Necessitamos

Da graça interna de um modo absoluto. O sarmento necessita da seiva da videira a fim de poder brotar, florir e produzir frutos. Necessitamos deste auxílio de Deus a fim de podermos agir com nossa forças naturais no plano sobrenatural.

Isso sobretudo porque padecemos das taras inatas da raça de Adão, cujo grau mais leve é certa indisponibilidade obsessiva contra tudo quanto transcende os sentidos. E Deus, tão inacessível aos sentidos corporais, é a primeira vítima desse melindre ancestral. Por isso disse o Verbo feito homem: “Sem mim nada podeis fazer” (Jo 15,5). E ainda: “Ninguém pode chegar a mim, se meu Pai não o atrair” (Jo 6, 44), palavra prenhe de mistérios.

 

Antigo Concílio (Orange 529) já condensou a mensagem da revelação em sentenças sempre memoráveis: “Pensar e agir direito é dom divino. Praticando o bem, é sempre Deus em nós e conosco que faz com que o pratiquemos”.

“Deus nos ama tais como seremos por seus dons: não como somos, por nosso mérito ou demérito”.

 “Amar a Deus é, de todo, um dom de Deus”.

 

É um grande dom, diz o Concílio de Trento.

Só Deus dá esse dom, diz o apóstolo (1Cor 1,18 etc.). É fruto da prece, da oração, diz o Concílio de Orange. Resume a Teologia: não se adquire pelo mérito das boas obras, mas somente se obtêm por humilde súplica. E essa súplica, afirma Sto. Afonso com os demais teólogos, é infalivelmente atendida. Jesus o prometeu: “Tudo quanto pedirdes a mim, ou ao Pai, em nome, eu o darei” (Jo 14,14).

 

Natureza

A graça atual é uma qualidade, uma ação que influi e opera. É obra exclusiva de Deus, uma emanação da natureza divina, à semelhança da graça santificante. Atua sobre o intelecto e a vontade. Produz em nós, e conosco a ação salutar, sendo esta efeito de Deus e do homem, colaboração misteriosa da Bondade com a miséria humana.

 

Origem

“Todo o dom perfeito vem do alto, descendo do Pai das luzes” (Tg 1,17). Desce com predileção sobre os humildes e pequenos (Tg 4,6, 1Pd 5,5; Mt 11,25).

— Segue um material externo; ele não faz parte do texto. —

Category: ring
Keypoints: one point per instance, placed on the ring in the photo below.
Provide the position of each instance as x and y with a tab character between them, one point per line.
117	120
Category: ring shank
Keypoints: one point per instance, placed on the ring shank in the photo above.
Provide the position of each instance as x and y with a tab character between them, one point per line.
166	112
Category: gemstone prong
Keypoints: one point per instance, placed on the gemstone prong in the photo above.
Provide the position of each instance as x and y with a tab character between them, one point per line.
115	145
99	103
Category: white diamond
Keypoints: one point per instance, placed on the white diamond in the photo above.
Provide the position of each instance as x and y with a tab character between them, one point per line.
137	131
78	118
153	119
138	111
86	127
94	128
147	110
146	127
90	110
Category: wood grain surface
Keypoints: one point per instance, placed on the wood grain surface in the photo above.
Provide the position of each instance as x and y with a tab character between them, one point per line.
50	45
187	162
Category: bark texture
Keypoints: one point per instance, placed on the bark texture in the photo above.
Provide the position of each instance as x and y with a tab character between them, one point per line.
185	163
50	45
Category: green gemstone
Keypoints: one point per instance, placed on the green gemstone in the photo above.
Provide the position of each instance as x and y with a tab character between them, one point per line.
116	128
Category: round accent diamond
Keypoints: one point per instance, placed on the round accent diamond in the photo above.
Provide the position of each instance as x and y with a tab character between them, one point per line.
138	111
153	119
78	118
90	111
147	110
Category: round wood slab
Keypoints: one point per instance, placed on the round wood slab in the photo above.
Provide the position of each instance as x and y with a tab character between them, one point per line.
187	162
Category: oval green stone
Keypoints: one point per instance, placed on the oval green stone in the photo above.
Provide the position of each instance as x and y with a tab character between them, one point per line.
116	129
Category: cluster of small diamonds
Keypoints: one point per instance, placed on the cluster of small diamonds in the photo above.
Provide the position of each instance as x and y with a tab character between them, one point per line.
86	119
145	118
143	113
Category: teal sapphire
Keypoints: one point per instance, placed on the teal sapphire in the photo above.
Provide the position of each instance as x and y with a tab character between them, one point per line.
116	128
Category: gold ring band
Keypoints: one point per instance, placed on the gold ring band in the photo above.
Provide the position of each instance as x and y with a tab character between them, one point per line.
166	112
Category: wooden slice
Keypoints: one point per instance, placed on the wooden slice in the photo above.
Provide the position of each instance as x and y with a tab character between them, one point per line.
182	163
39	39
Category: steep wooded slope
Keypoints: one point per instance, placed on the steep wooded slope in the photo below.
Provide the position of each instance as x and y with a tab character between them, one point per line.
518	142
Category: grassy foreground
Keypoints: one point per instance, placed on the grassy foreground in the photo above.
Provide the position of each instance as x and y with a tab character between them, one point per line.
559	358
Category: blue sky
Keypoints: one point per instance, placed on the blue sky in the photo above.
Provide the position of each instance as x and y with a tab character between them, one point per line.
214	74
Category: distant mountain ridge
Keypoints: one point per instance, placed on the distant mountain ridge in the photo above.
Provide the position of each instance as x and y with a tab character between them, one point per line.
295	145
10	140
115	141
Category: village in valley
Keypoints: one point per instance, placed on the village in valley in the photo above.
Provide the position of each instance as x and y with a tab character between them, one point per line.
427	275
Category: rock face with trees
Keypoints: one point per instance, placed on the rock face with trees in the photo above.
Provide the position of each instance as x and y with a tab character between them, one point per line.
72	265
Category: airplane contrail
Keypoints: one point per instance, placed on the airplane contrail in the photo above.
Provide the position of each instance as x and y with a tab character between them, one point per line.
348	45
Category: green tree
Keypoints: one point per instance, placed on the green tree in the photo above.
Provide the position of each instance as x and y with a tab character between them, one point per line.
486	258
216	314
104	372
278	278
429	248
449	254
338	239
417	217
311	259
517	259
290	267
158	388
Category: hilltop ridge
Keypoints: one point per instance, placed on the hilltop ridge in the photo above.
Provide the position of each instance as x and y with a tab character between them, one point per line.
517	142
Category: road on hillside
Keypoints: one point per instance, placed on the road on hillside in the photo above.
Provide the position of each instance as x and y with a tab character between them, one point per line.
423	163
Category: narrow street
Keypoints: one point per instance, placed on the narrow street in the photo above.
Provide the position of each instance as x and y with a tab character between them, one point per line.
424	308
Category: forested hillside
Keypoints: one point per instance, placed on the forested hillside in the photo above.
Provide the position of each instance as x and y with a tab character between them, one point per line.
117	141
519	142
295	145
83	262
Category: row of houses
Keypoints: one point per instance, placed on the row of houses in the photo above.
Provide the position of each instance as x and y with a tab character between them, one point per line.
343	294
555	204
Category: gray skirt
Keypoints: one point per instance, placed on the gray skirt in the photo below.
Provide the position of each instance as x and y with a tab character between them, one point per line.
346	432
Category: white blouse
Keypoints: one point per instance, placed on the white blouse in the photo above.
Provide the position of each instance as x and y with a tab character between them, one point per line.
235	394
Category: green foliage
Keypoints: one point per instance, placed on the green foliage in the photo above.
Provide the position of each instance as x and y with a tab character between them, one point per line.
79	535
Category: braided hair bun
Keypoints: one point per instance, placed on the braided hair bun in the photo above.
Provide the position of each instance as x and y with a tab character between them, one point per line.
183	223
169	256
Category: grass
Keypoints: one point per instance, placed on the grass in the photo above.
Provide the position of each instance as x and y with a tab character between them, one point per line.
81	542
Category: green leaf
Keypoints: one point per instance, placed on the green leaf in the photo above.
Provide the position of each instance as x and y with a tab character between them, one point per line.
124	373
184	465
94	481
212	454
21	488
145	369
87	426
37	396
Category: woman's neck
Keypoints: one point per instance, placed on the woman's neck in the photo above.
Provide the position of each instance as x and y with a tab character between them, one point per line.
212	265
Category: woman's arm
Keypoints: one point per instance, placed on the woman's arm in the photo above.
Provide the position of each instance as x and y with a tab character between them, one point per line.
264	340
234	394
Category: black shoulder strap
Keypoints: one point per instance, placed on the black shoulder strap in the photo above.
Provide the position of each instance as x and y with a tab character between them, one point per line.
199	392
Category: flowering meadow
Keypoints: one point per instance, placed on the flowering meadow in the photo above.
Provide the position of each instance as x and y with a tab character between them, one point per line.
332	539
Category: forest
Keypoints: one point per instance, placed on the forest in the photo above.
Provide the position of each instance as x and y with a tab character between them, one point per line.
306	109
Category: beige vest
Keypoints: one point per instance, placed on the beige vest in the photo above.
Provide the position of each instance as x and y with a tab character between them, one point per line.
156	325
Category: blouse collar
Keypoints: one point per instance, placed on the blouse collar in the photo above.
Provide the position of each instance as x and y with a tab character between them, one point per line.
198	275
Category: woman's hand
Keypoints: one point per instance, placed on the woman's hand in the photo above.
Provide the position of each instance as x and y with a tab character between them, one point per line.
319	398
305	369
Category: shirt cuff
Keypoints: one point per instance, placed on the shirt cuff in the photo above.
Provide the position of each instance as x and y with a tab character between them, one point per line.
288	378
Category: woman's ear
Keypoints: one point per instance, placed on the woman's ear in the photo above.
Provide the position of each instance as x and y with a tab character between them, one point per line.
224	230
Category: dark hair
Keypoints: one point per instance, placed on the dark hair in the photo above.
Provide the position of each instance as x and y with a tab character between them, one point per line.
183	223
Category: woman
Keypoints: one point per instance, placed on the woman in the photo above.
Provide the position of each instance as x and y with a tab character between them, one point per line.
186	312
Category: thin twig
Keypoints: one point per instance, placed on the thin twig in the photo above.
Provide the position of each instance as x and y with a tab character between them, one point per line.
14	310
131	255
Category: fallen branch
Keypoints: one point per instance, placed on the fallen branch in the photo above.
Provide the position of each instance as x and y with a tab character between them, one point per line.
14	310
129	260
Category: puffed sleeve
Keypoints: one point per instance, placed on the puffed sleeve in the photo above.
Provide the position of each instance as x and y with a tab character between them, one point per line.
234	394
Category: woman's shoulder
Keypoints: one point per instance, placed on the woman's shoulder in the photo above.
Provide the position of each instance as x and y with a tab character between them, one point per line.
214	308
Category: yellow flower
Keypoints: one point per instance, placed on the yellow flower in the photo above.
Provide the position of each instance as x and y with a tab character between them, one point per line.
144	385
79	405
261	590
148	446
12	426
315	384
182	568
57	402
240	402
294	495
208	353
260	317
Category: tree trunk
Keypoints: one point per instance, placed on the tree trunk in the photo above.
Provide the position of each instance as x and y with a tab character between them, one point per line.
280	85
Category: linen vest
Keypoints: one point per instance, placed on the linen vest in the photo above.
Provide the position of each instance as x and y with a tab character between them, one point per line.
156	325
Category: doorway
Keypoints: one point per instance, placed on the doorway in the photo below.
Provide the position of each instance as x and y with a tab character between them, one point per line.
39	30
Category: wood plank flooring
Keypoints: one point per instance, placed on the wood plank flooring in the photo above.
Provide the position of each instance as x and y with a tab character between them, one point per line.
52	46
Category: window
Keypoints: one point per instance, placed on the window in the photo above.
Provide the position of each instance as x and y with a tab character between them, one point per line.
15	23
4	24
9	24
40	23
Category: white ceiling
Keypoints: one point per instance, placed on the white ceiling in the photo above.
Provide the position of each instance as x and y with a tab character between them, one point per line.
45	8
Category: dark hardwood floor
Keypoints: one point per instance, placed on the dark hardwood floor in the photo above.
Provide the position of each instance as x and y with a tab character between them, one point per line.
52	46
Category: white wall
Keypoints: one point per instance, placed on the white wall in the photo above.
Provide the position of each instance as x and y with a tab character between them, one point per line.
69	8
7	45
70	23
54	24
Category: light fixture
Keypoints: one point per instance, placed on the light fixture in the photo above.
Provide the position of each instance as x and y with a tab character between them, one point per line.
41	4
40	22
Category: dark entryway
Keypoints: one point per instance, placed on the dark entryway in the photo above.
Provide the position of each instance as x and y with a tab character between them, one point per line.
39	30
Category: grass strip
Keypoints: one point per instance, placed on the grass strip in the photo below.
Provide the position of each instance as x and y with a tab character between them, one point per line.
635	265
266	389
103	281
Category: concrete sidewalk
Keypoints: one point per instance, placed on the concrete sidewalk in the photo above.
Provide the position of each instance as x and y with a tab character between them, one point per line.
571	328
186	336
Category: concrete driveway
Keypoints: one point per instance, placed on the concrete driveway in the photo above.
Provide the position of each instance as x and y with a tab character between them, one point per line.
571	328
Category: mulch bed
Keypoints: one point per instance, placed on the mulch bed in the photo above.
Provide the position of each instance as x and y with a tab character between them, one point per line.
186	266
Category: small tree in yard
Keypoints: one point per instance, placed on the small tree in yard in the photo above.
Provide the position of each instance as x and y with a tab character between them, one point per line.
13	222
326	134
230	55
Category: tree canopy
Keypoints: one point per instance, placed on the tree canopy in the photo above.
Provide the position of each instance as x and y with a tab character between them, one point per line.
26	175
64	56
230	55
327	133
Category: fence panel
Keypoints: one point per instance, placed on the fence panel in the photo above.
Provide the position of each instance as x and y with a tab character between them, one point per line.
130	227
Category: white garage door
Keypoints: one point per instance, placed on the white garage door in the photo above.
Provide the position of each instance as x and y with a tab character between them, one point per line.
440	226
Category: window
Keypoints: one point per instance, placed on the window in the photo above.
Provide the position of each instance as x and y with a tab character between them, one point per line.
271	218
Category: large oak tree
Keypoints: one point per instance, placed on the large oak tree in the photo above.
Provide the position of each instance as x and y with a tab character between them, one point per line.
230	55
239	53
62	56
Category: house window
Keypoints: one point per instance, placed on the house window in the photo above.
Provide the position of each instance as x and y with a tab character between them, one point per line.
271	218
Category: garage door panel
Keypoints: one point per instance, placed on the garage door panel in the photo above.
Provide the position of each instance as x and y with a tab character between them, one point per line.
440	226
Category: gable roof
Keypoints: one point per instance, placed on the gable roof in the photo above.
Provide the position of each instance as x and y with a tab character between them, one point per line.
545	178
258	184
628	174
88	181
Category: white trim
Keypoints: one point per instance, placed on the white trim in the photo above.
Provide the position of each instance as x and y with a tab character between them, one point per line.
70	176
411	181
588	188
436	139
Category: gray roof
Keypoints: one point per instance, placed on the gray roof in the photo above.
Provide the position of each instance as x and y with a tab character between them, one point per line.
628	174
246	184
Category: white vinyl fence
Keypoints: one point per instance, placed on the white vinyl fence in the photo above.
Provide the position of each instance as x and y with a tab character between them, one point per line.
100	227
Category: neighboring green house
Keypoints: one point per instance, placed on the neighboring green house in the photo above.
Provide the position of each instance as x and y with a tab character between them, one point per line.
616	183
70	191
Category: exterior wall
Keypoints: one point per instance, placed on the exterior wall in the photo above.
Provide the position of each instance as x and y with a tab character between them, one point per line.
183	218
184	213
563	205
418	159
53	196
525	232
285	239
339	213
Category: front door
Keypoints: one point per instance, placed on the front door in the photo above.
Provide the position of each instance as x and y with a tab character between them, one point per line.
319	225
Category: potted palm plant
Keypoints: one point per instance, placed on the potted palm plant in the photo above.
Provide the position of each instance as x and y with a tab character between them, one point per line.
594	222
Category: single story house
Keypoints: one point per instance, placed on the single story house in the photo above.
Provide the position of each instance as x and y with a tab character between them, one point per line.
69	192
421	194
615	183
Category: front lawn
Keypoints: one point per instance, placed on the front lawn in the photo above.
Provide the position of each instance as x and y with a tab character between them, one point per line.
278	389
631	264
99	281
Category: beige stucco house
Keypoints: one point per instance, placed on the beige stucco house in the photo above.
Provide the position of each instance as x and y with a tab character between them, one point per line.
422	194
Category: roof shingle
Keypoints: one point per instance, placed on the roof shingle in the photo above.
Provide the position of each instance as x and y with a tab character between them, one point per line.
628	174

Desce com prazer sobre os pedintes: “Se alguém tem falta de sabedoria, e quem não a tem? Peça-a a Deus que a dá com generosidade e sem regatear” (Tg 1,5).

 Jorra em abundância do Cristo visível, presente entre nós, que é a Igreja e suas sete fontes sagradas.

Como reza uma prece medieval do século 15, Jesus interpela a alma: “O que tu não és, eu o sou. O que tu não fazes, eu faço. O que tu não podes, eu o posso: sou Onipotente”.

“O Espírito e a Esposa dizem: vem. Quem tiver sede, venha. Quem quiser, venha buscar a água viva, de graça”(Ap 22,17).

Teologia das Realidades Celestes: Padre João Beting CSsR

Precisamos

Precisamos desse impulso paternal para o primeiro ato de fé e para todos os demais atos preparatórios da nossa conversão-justificação. Carece o pecador da graça de Deus para não cair em novos pecados. O justo não persevera por longo tempo sem esse auxílio de Deus.

Perseverar

Precisamos da graça para perseverar até ao fim da longa jornada pela vida terrena. A graça da perseverança final é um conjunto que graças atuais, uma série de auxílios divinos que nos guiam e ajudam no caminho, nas encruzilhadas.